Always ethereal, always eclectic, I write as the mood strikes, when there intrigue reveals itself. Usually that means something controversial or adventure of some sort.

I've tried really hard to be unprovocative, but have as yet been unsuccessful.

Sunday, 28 June 2009

Yudl - Ay - EEE - Ooooo

New Glarus is a town of festivals, with some eight over the course of the warm months. This weekend is Heidi Fest. (Not to be confused with the William Tell Festival, because a Swiss town really can't have too many celebrations of Switzerland!)

Unfortunately, the celebration began with a community presentation of Heidi at the local high school. Don't get me wrong- it's a sweet enough story. But the production was anything but sweet. As someone who's directed productions in the past, the acting was atrocious, and the directing not much better. It was easy to see where improvements could have been made. The 4th grade child playing Heidi did a better job for her age than most of the participants, but everything was at the level of what you'd expect in a junior-high play. Not being able to hear the loud whispers of the woman with the cue cards would have helped. There were a couple notable exceptions, such as how we saw the obvious theatrical training of the woman playing the mean Miss Rottenmeier. But largely, the high point for the audience was when the live goat began to chew on the rope near the end of the two hours. The rope was attached to a large Swiss bell, and we all began silently to cheer the goat on, hoping against hope of some relief from the tedium. We were finally rewarded with the clear dulcet tones of the bell. But it bodes not well when the best acting is done by the goat.

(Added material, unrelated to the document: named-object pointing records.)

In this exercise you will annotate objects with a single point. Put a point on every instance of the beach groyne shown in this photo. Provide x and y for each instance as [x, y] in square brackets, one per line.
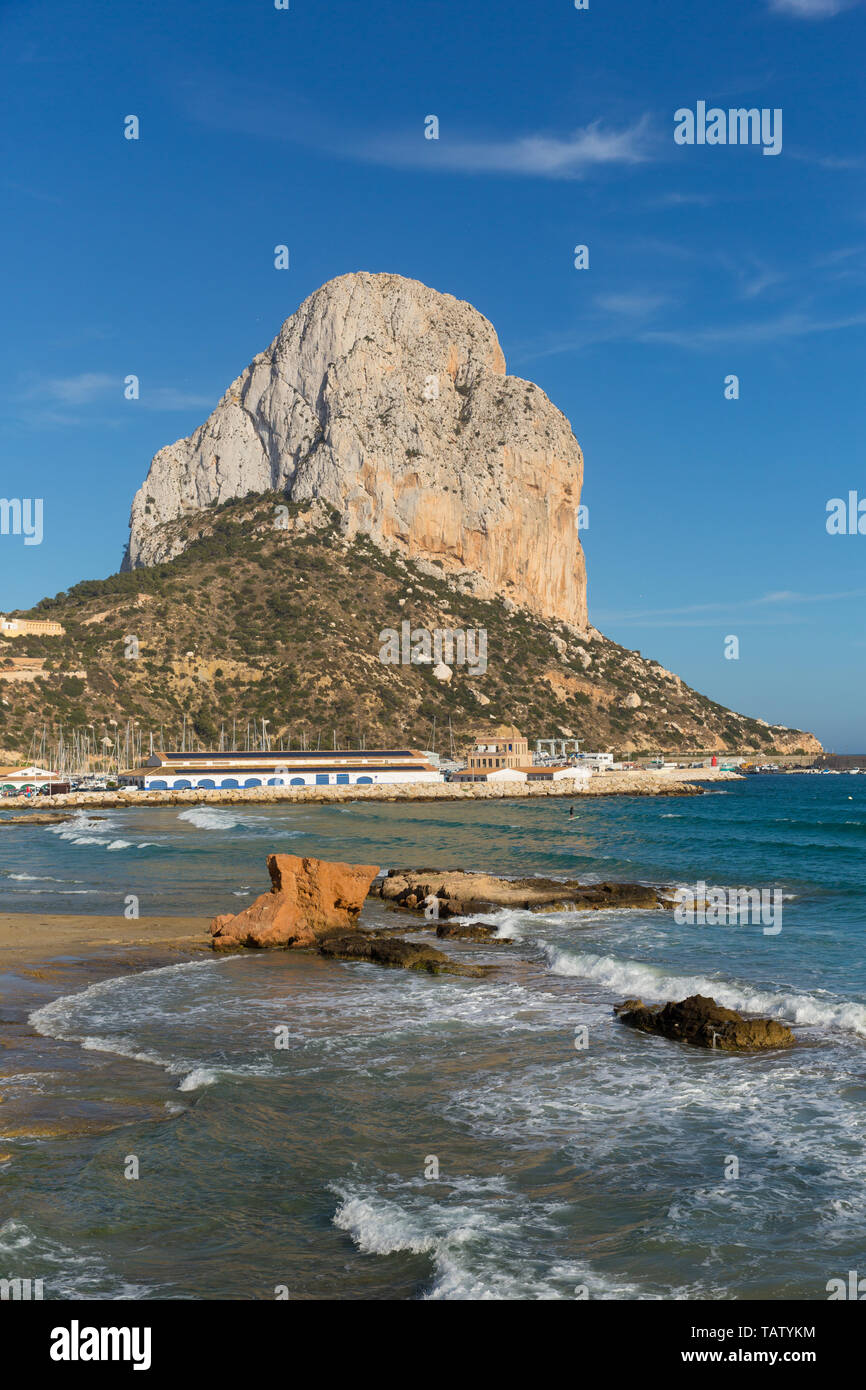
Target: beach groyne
[638, 783]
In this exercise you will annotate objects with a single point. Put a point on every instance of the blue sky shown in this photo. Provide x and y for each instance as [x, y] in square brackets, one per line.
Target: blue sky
[306, 127]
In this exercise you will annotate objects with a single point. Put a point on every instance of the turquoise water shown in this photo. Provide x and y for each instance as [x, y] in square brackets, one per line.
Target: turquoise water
[314, 1166]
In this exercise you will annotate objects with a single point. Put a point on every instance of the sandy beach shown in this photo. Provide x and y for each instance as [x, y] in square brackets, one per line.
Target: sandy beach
[34, 937]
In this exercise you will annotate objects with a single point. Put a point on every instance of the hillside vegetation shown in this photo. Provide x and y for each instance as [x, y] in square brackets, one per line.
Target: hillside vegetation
[257, 622]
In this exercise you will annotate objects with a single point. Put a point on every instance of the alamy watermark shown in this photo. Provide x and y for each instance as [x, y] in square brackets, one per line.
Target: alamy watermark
[702, 906]
[733, 127]
[21, 516]
[441, 647]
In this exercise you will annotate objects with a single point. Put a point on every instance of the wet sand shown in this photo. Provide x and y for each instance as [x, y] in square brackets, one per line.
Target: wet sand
[35, 937]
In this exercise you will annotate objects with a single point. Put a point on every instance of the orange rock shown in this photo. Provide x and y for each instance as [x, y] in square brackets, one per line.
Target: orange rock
[307, 898]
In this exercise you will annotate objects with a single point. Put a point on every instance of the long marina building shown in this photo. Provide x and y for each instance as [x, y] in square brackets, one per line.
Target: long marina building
[182, 770]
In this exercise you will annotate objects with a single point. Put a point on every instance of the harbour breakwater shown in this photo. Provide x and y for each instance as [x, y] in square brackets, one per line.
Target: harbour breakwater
[683, 783]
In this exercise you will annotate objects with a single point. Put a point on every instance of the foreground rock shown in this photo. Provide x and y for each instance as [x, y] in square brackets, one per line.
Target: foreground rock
[705, 1023]
[463, 893]
[307, 897]
[394, 951]
[471, 931]
[20, 818]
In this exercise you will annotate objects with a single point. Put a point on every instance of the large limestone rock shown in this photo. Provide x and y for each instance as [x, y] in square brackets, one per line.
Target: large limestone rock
[705, 1023]
[391, 403]
[309, 898]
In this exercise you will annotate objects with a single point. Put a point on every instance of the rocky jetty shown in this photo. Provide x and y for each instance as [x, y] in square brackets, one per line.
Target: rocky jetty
[307, 898]
[20, 818]
[705, 1023]
[460, 894]
[470, 931]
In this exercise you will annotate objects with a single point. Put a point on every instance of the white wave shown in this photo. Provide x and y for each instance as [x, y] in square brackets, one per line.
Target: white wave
[200, 1076]
[635, 977]
[477, 1246]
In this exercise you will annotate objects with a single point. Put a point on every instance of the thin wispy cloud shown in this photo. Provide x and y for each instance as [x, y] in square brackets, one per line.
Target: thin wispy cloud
[631, 305]
[781, 605]
[91, 388]
[534, 156]
[221, 103]
[809, 9]
[794, 324]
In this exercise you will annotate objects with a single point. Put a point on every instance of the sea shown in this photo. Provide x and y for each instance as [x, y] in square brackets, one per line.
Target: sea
[280, 1126]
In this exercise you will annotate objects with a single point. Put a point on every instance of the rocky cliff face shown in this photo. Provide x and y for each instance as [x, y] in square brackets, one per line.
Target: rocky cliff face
[391, 403]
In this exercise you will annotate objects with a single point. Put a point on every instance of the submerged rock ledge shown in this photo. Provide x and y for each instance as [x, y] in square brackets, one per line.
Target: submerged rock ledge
[459, 893]
[705, 1023]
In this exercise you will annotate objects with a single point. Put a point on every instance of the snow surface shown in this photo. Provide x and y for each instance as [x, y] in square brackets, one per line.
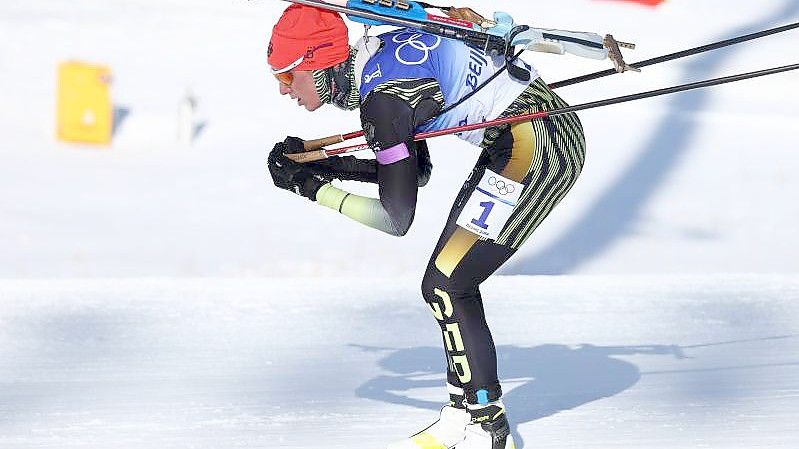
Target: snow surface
[158, 296]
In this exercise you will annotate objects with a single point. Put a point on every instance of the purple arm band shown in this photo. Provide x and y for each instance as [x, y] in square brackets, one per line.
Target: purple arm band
[393, 154]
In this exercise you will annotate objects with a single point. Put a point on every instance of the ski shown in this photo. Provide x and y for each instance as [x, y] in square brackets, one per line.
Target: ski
[497, 37]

The next day I made my way to the main square, where the dancing, crafts, and music were. On the way I discovered that New Glarus has it's own Ents.

At the festival there was a delightful presentation of bell ringing, though unfortunately their drumming accompaniment left something to be desired, so it was not recorded. (This is not to speak ill. Keeping a beat is often the hardest part of an orchestra, and the drummer has to be that much better a drummer than any other instrumentalist.)

I was happy to see a live goat next to the cheese table, and across the way some Naughty Dolls.









Yes, I wondered about that myself. I think the woman selling them doesn't realize the modern connotation for the old appellation. What it actually means is dolls without faces but only hair, designed to look like they're standing in the corner. Trust me- that's not what you'll get if you Google "Naughty Dolls". (And may I say, dolls without faces, for me, is more "Scary Dolls"?)

Another booth at the festival had these amazing bottles, reheated to 1500 degrees and melted, turned in to beautiful wind chimes. I spoke with the proprietor, Creative Touch, about bringing back some of the Mountain Dew and Coke bottles in Arabic from my trip to Yemen in a month, perhaps even a couple extra for him to sell to others.

Towards evening there was dancing, but because of a spot of rain, hardly anyone came out. When I stopped by around seven, they were playing a series of songs with little kids dancing to them. Sadly, one of them was "Little Willy" by the British band The Sweet. I say sadly, for I have not been able to get it out of my head, and if you know anything of British culture, and are aware that the band is British, the song takes on wholly new connotations.

The end of a day was a treat of sunset over New Glarus, looking over the police station and town hall from the hill of the old United Church of Christ church, going back to 1850.

2 comments:

Aimee said...

Wow, burn on the high school play! It's so painful to go to a play like that. =(
Nice bottle chimes though. I rather like the wine bottles that have been melted into cheese platters. Super cool.

@bdul muHib said...

I thought you'd get a kick out of the LotR character on the streets of New Glarus!

My high school plays, imo, were better, but I think I'd excuse it more if this were a high school play. For some reason, I expect more out of a community production, especially if this same production has been going on now for some 50 years here.